NVMe NamespacesTechnology Features
What is a Namespace?
In NVMe® technology, a namespace is a collection of logical block addresses (LBA) accessible to host software. A namespace ID (NSID) is an identifier used by a controller to provide access to a namespace. A namespace is not the physical isolation of blocks, rather the isolation of logical blocks addressable by the host software.
In Linux, namespaces appear each with a unique identifier in devices; /dev/nvme0n1 is looking at controller 0 and namespace 1).
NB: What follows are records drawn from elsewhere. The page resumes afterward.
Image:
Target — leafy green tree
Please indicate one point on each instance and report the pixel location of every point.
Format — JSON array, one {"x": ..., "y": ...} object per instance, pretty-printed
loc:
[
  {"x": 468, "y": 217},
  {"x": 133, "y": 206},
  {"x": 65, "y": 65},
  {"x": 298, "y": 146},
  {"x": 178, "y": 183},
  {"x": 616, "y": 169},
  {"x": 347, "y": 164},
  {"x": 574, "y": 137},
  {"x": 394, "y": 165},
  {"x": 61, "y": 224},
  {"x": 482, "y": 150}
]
There are many reasons why host software would want to break up an NVMe SSD into multiple namespaces: for logical isolation, multi-tenancy, security isolation (encryption per namespace), write protecting a namespace for recovery purposes, overprovisioning to improve write performance and endurance and so on.
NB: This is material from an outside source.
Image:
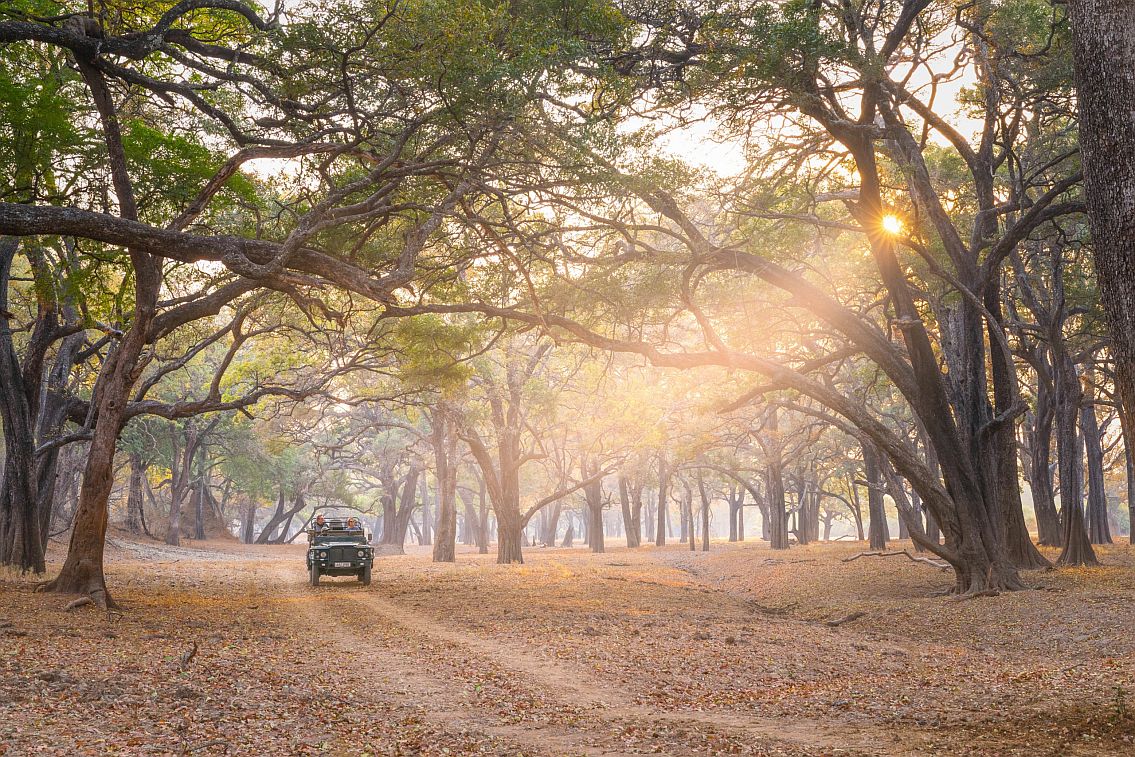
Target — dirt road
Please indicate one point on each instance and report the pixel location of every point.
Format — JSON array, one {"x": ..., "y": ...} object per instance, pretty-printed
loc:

On an NVMe SSD by default, the size of the namespace is equal to the size of LBA’s determined by the manufacturer. Each namespace is presented as a separate target device in the host software.
Namespace Size, Capacity and Utilization
The Identify Namespace data structure contains related fields reporting the Namespace Size, Capacity and Utilization:
- The Namespace Size (NSZE) field defines the total size of the namespace in logical blocks (LBA 0 through n-1).
- The Namespace Capacity (NCAP) field defines the maximum number of logical blocks that may be allocated at any point in time.
- The Namespace Utilization (NUSE) field defines the number of logical blocks currently allocated in the namespace. This allows the host software to keep track of how a device is responding to the deallocate command. After a format, the expectation is that this would be zero (no utilization) but after writing, the utilization increases until receiving a deallocate command (this is sometimes referred to as “TRIM”)
Identify Command Contains Information about Namespace Capabilities
In addition to learning about the size and utilization of a namespace, another important attribute is LBA formats. This helps host software know what the optimal size of commands to send to the namespace is, whether or not the drive supports protection information (end-to-end data protection), etc.
Image 1 is a screenshot from nvme-cli in Linux reporting the output of an identify namespace command.
Note: a namespace may be attached to two or more controllers, called a Shared Namespace. Conversely, a namespace may be attached to only one controller, called Private Namespace. Both of which are determined by the host.
How Are Namespaces Managed?
There are two command sets: Management and Attachment.
Namespace Management: Create, Modify, or Delete.
Namespace Attachment: Attach or detach.
- Once the host has created a namespace, it is not yet visible.
- Each namespace is identified by a corresponding NSID (namespace ID), and with that ID each namespace needs to be attached to a controller in the subsystem.
Figure 1: Attached Namespaces (Private & Shared)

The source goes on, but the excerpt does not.